Aider davantage des personnes défavorisées me semble normal : bourses, aides sociales, accès privilégié à certains services (bibliothèques, auto-écoles), éventuellement impôts négatifs, etc. Rendre légal le fait de leur accorder une priorité à la sélection dans une école ou à l'embauche dans une entreprise me paraît totalement déplacé, en tout cas absolument pas compatible avec l'idée que je me fais d'une société de progrès.
Il est vrai que la précarisation du monde du travail, en particulier dans la presse, est un frein à l'ascenseur social.

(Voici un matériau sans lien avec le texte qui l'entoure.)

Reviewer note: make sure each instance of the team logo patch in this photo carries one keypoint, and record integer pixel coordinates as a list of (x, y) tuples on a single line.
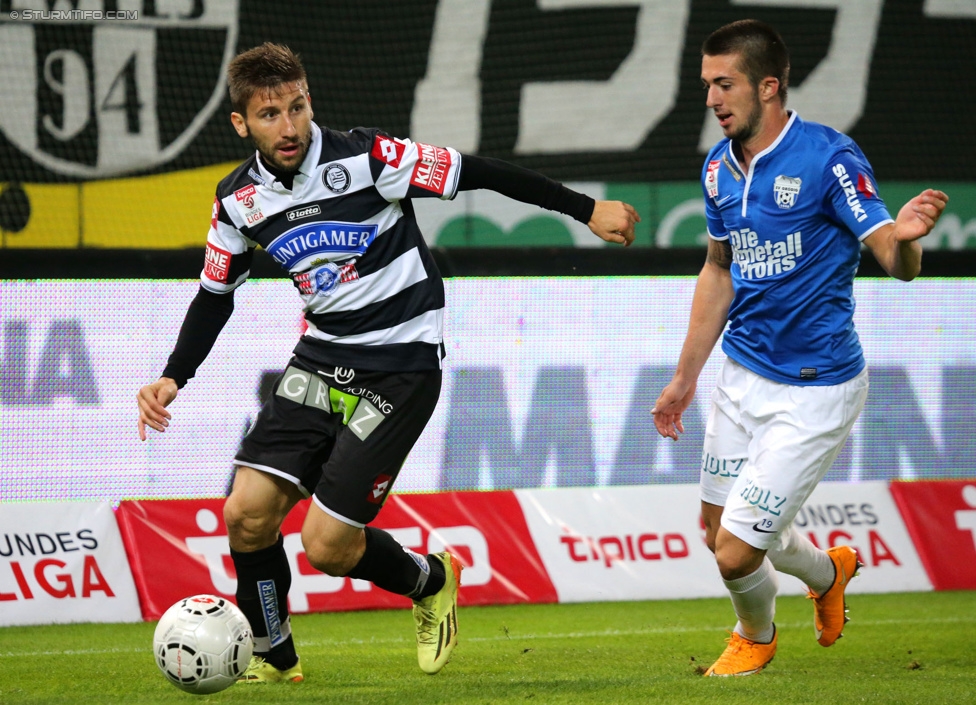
[(433, 163), (865, 186), (388, 150), (303, 212), (325, 279), (711, 178), (247, 203), (80, 97), (216, 264), (786, 189), (381, 486), (336, 178)]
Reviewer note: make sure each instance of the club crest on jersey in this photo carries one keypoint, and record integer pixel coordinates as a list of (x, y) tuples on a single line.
[(711, 178), (786, 189), (305, 212), (336, 178), (324, 280), (247, 204)]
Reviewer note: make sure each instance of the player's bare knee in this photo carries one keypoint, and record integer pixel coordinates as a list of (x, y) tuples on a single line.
[(734, 564), (249, 530)]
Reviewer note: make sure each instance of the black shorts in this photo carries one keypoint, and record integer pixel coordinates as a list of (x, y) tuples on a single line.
[(341, 434)]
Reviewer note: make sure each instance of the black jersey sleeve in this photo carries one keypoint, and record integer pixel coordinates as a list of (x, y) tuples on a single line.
[(206, 317), (523, 185)]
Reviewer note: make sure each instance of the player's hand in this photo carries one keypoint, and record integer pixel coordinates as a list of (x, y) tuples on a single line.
[(153, 400), (614, 221), (917, 217), (674, 399)]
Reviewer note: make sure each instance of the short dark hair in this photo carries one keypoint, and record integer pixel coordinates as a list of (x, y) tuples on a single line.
[(264, 67), (762, 52)]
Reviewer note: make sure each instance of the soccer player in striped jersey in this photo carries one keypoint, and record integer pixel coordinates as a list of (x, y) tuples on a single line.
[(788, 205), (334, 210)]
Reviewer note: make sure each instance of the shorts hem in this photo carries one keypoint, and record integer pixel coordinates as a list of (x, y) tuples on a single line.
[(765, 540), (277, 473), (336, 515)]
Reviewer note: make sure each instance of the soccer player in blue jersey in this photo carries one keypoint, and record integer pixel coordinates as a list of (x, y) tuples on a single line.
[(789, 204)]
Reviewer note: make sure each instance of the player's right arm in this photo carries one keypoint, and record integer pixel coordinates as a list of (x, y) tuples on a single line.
[(709, 314), (226, 266)]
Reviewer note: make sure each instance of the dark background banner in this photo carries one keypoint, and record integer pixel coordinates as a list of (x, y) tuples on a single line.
[(92, 99)]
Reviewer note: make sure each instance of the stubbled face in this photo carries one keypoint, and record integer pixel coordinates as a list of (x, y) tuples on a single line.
[(279, 121), (733, 99)]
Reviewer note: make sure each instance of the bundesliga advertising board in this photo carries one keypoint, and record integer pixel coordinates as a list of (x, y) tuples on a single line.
[(115, 130)]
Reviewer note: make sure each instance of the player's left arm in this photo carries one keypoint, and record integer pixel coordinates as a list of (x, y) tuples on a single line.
[(612, 221), (896, 245)]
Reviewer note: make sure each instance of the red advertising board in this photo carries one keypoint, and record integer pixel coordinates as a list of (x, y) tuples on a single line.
[(179, 547), (941, 518)]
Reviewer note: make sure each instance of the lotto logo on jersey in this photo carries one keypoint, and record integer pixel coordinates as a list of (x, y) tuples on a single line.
[(388, 150), (711, 178), (432, 166), (216, 264)]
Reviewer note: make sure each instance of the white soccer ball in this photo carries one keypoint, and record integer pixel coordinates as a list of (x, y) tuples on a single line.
[(202, 644)]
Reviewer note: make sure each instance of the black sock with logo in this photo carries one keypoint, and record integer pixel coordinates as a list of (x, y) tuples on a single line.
[(263, 581), (396, 569)]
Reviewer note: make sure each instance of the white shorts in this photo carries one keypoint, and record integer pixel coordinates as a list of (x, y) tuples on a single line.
[(768, 444)]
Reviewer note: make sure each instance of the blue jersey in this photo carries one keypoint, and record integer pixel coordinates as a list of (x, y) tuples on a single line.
[(795, 221)]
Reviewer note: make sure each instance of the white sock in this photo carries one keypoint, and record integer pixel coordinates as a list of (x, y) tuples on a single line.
[(794, 554), (754, 600)]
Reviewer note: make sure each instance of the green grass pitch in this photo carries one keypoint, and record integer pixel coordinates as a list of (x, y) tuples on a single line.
[(898, 648)]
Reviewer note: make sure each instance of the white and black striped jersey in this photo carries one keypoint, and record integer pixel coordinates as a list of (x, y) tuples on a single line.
[(346, 233)]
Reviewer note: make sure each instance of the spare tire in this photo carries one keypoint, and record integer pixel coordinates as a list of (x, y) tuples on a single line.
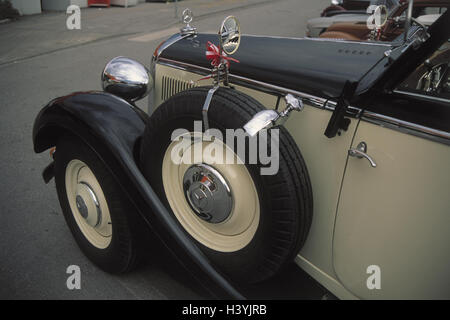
[(249, 225)]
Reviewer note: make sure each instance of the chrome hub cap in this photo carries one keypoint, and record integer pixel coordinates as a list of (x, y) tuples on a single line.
[(208, 193), (88, 205)]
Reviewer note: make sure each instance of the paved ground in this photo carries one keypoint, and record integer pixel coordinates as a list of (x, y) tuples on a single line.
[(39, 60)]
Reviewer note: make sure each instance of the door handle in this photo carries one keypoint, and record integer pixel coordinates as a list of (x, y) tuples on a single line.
[(360, 152)]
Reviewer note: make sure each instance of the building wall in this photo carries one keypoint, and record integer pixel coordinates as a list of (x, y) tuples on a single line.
[(61, 5), (27, 6)]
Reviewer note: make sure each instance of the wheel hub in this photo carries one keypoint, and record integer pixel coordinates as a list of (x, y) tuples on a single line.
[(208, 193), (88, 205)]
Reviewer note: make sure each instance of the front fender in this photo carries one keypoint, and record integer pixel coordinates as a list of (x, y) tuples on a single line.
[(112, 128)]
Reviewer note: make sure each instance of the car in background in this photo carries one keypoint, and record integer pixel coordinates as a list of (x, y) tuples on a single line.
[(317, 26), (344, 6), (425, 12)]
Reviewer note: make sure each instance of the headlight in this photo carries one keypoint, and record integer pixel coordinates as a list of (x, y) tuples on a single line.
[(127, 79)]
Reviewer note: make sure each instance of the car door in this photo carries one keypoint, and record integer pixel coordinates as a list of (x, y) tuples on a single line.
[(391, 237)]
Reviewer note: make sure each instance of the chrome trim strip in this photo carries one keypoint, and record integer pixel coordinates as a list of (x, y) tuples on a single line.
[(418, 95), (407, 127), (322, 103), (381, 44)]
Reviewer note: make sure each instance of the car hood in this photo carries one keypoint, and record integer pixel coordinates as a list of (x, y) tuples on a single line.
[(315, 66)]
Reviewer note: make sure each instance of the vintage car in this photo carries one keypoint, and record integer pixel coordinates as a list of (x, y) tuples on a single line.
[(353, 187), (424, 11), (354, 6), (316, 26)]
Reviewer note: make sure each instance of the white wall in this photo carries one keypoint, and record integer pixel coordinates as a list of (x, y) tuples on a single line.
[(27, 6), (61, 5)]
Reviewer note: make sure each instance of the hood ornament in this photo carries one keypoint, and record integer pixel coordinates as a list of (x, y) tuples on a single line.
[(187, 17)]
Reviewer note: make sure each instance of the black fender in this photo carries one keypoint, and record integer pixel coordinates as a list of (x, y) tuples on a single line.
[(112, 127)]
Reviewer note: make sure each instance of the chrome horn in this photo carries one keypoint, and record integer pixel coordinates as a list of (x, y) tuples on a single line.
[(267, 119)]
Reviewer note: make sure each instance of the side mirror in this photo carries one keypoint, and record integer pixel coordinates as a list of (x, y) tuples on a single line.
[(127, 79), (230, 35)]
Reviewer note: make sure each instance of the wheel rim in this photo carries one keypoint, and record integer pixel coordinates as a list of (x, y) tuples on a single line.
[(88, 204), (225, 231)]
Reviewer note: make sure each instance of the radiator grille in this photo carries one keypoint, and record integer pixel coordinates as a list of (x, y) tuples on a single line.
[(171, 86)]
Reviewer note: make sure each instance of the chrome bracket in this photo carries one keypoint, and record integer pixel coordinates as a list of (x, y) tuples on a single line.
[(360, 153), (206, 106), (267, 119), (187, 17)]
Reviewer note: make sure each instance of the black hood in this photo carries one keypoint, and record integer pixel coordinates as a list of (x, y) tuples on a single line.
[(316, 66)]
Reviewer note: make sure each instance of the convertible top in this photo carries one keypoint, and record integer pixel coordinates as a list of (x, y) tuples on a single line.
[(316, 66)]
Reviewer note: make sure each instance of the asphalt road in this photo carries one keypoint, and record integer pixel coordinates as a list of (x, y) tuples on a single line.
[(36, 246)]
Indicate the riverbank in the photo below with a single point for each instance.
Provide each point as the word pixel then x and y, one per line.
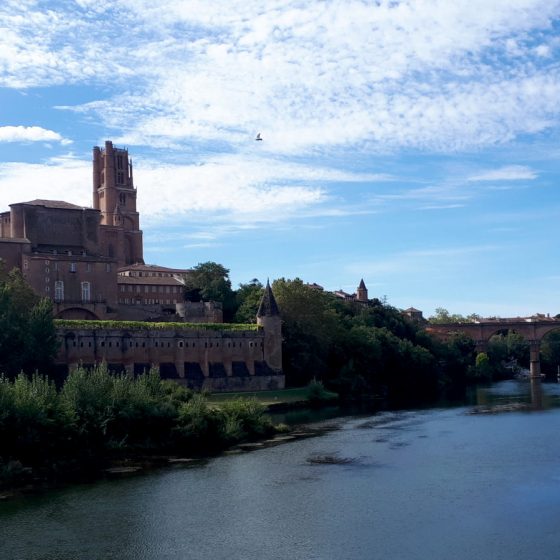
pixel 133 463
pixel 98 423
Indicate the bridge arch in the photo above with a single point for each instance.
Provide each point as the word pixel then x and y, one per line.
pixel 78 313
pixel 532 330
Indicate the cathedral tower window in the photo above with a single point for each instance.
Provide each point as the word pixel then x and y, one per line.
pixel 86 292
pixel 59 290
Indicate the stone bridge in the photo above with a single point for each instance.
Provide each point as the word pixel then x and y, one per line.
pixel 531 329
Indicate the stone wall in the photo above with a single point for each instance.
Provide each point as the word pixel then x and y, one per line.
pixel 224 360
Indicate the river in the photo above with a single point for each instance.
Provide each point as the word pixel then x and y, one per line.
pixel 433 484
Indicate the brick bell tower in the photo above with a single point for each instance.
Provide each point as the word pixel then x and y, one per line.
pixel 114 195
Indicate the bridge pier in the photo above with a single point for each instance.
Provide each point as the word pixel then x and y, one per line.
pixel 535 359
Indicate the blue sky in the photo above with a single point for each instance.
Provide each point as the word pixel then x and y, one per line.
pixel 413 144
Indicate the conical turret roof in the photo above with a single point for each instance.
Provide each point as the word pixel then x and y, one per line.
pixel 268 306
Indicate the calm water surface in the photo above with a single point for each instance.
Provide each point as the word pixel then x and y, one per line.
pixel 430 484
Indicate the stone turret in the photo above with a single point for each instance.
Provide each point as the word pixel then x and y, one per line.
pixel 361 292
pixel 114 195
pixel 268 317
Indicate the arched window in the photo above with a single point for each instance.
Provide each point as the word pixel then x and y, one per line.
pixel 59 290
pixel 86 292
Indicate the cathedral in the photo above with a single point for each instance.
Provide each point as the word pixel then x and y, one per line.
pixel 89 261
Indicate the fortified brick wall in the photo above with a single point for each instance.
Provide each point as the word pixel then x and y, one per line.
pixel 200 359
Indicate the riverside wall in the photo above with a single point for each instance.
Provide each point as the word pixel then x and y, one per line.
pixel 202 359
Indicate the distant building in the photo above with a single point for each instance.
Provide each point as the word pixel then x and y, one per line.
pixel 361 295
pixel 89 261
pixel 414 314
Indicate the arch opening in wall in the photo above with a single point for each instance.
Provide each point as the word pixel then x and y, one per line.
pixel 78 313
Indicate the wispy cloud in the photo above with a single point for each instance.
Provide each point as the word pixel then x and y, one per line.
pixel 507 173
pixel 428 74
pixel 420 262
pixel 30 134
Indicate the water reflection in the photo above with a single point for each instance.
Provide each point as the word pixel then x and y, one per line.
pixel 413 484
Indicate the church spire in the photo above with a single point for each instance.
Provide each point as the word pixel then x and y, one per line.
pixel 268 306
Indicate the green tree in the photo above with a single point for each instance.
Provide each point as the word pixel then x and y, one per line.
pixel 210 281
pixel 443 316
pixel 506 347
pixel 483 369
pixel 27 333
pixel 248 298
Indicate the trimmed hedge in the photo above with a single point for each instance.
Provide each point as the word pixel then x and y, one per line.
pixel 144 325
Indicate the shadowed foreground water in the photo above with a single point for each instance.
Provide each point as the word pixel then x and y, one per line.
pixel 431 484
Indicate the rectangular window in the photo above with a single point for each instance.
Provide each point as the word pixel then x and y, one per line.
pixel 59 290
pixel 86 292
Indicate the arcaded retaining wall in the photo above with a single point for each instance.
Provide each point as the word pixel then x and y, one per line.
pixel 216 360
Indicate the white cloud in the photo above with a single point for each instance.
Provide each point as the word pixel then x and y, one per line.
pixel 507 173
pixel 428 74
pixel 65 179
pixel 30 134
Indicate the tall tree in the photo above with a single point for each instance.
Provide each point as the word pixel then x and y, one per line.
pixel 248 298
pixel 210 281
pixel 27 332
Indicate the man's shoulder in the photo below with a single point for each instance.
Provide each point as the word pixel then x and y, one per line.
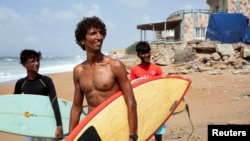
pixel 45 77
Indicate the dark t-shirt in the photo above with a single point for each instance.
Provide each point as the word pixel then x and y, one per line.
pixel 41 85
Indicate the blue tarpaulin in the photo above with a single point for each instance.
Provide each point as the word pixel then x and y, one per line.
pixel 227 27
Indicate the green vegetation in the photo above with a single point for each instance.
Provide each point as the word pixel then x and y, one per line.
pixel 131 49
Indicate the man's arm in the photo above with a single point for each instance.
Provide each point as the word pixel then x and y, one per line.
pixel 126 88
pixel 76 108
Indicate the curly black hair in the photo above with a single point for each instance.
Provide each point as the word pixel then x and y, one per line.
pixel 28 53
pixel 84 25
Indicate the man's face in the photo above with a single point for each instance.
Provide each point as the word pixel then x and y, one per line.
pixel 144 56
pixel 94 39
pixel 32 64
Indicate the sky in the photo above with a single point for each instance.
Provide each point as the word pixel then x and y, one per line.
pixel 48 25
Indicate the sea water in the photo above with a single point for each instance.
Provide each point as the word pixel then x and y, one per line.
pixel 11 69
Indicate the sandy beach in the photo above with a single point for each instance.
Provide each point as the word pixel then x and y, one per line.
pixel 212 99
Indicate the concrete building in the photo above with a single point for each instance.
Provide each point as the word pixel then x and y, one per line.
pixel 187 25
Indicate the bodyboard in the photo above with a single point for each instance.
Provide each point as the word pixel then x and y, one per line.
pixel 32 115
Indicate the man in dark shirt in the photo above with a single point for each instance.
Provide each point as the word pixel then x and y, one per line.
pixel 35 83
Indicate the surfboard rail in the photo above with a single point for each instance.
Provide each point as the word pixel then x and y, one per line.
pixel 172 84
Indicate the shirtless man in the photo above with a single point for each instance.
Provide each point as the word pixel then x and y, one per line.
pixel 100 76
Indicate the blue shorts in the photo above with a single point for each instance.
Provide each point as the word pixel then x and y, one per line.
pixel 162 130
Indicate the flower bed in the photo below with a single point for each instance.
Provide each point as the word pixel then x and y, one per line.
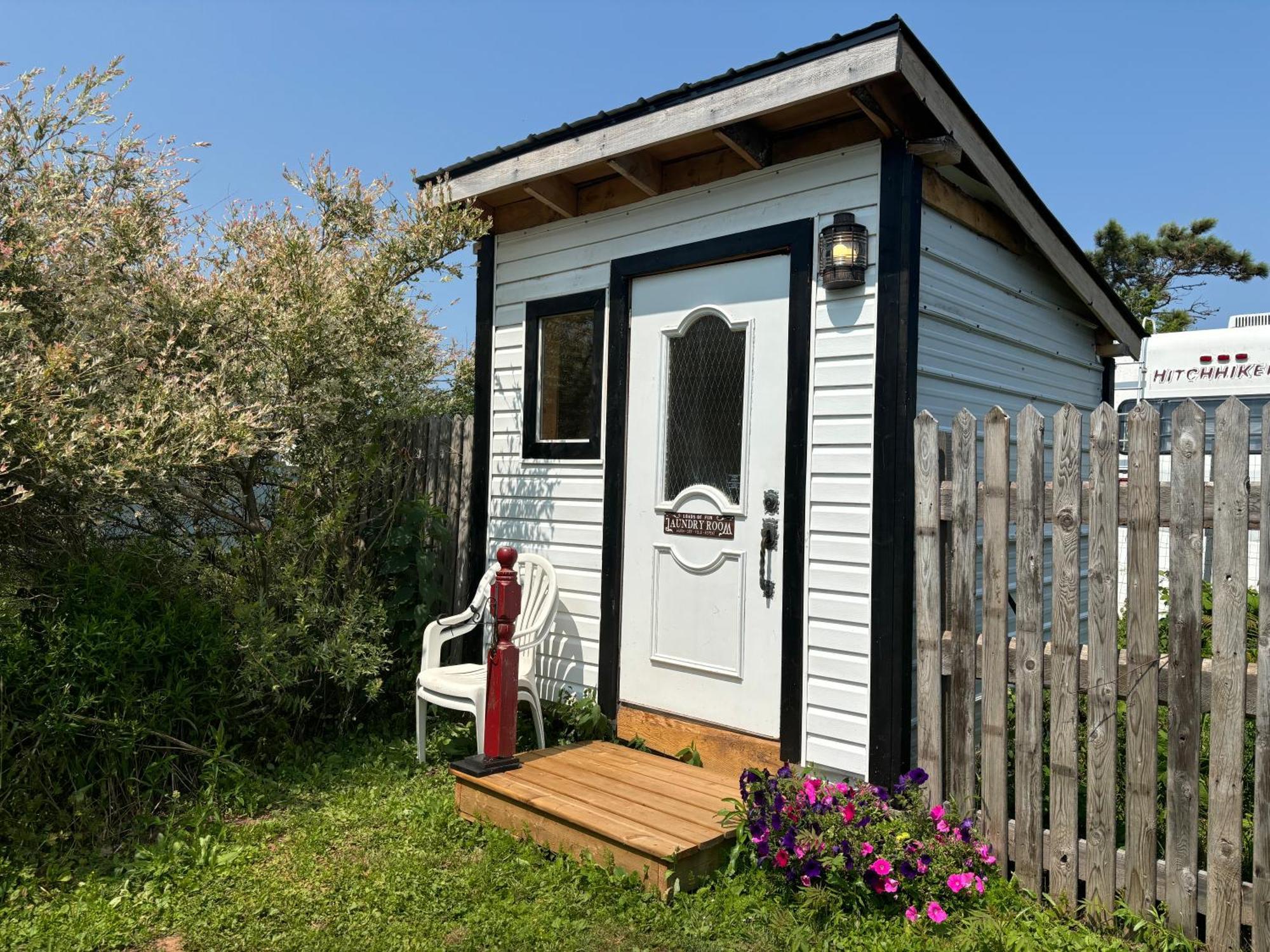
pixel 873 845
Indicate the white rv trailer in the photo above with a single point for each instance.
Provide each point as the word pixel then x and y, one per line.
pixel 1208 367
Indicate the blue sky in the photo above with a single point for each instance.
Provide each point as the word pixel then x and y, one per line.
pixel 1142 111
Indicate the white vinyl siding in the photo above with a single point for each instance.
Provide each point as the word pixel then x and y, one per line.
pixel 1001 329
pixel 556 510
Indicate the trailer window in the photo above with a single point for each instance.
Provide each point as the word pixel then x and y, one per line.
pixel 1210 408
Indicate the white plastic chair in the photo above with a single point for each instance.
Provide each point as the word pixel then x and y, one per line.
pixel 462 687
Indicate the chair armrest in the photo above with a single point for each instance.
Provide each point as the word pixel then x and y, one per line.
pixel 464 616
pixel 441 631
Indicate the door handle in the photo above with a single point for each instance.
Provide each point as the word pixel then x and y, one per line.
pixel 768 540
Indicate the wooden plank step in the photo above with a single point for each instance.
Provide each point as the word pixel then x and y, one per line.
pixel 650 816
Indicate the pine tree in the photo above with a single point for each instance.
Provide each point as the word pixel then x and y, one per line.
pixel 1155 275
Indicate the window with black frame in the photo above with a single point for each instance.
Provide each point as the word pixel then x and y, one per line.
pixel 565 340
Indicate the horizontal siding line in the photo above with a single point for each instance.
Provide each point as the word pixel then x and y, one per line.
pixel 510 242
pixel 553 498
pixel 834 360
pixel 549 521
pixel 548 546
pixel 832 563
pixel 815 680
pixel 836 534
pixel 1031 298
pixel 994 387
pixel 981 331
pixel 830 389
pixel 840 652
pixel 846 715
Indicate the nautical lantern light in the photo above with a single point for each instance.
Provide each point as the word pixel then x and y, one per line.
pixel 844 253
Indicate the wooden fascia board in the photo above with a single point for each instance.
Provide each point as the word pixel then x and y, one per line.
pixel 557 195
pixel 641 169
pixel 1033 224
pixel 843 70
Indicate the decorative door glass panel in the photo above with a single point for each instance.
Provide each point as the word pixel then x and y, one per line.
pixel 705 408
pixel 566 392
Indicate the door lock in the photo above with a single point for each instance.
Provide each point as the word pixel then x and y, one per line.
pixel 769 539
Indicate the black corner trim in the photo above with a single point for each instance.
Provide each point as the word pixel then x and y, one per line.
pixel 796 239
pixel 891 623
pixel 482 399
pixel 531 447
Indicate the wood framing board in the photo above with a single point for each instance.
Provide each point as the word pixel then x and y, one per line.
pixel 646 814
pixel 725 753
pixel 848 68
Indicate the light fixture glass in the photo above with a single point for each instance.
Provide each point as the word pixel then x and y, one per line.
pixel 844 253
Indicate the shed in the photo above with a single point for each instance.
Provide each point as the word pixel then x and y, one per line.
pixel 712 446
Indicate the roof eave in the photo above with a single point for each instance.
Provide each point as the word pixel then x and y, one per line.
pixel 929 81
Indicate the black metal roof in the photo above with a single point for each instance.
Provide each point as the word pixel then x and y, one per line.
pixel 777 64
pixel 671 97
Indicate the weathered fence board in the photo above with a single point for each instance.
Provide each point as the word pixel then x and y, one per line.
pixel 1144 643
pixel 996 631
pixel 961 704
pixel 1230 659
pixel 1103 680
pixel 1066 643
pixel 1031 638
pixel 1123 507
pixel 929 562
pixel 1262 784
pixel 1186 574
pixel 1222 691
pixel 431 459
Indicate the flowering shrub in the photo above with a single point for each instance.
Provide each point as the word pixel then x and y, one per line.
pixel 876 845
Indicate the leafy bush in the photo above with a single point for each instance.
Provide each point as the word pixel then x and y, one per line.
pixel 872 846
pixel 205 553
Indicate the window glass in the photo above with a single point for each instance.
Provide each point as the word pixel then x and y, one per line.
pixel 704 408
pixel 566 392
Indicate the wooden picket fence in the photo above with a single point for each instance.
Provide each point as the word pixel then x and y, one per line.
pixel 432 459
pixel 962 672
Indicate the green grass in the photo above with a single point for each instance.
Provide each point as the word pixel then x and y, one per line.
pixel 355 847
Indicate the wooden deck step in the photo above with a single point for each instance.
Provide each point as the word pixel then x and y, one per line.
pixel 650 816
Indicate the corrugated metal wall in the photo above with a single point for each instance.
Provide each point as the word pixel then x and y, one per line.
pixel 1000 329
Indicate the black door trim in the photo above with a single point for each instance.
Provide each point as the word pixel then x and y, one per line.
pixel 891 614
pixel 478 544
pixel 796 239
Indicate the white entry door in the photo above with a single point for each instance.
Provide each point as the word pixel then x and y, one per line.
pixel 705 466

Pour réduire cet effet, je ne vois qu'une solution, en plus des mesures sociales proposées plus haut : l'application stricte du droit du travail, assortie de la remise en cause des contrats précaires, à commencer par le CNE. La flex-sécurité ne me semble pas la solution ; à mon avis c'est un alibi pour autoriser le financement public des erreurs de management des patrons. C'est en outre un puissant moyen de déresponsabilisation des employeurs.
Dans une logique de marché stricte, l'application de ces solutions aboutirait à une offre de main-d'œuvre supérieure à la demande. La sélection aux portes des entreprises sera donc dure. Mais n'est-ce pas déjà je cas ?
Il sera alors peut-être temps d'ajouter à la règle du CV anonyme celle de l'entretien d'embauche anonyme, ou au moins la présence obligatoire de délégués syndicaux à tout entretien d'embauche.
DJ (99)
PS L'intégration, PM, vaut pour tout le monde, aussi bien un descendant d'esclave noir qu'un descendant de paysan serf (1000 ans d'esclavage, cela ne mérite pas d'être condamné une loi spécifique, mais c'est long quand même). Je préfère l'expression "assimiliation réciproque". Il me semble préférable que la société française reste un brassage, un vrai, avec mariages mixtes et tout, plutôt que de prendre modèle sur ce qui ne fonctionne pas ailleurs.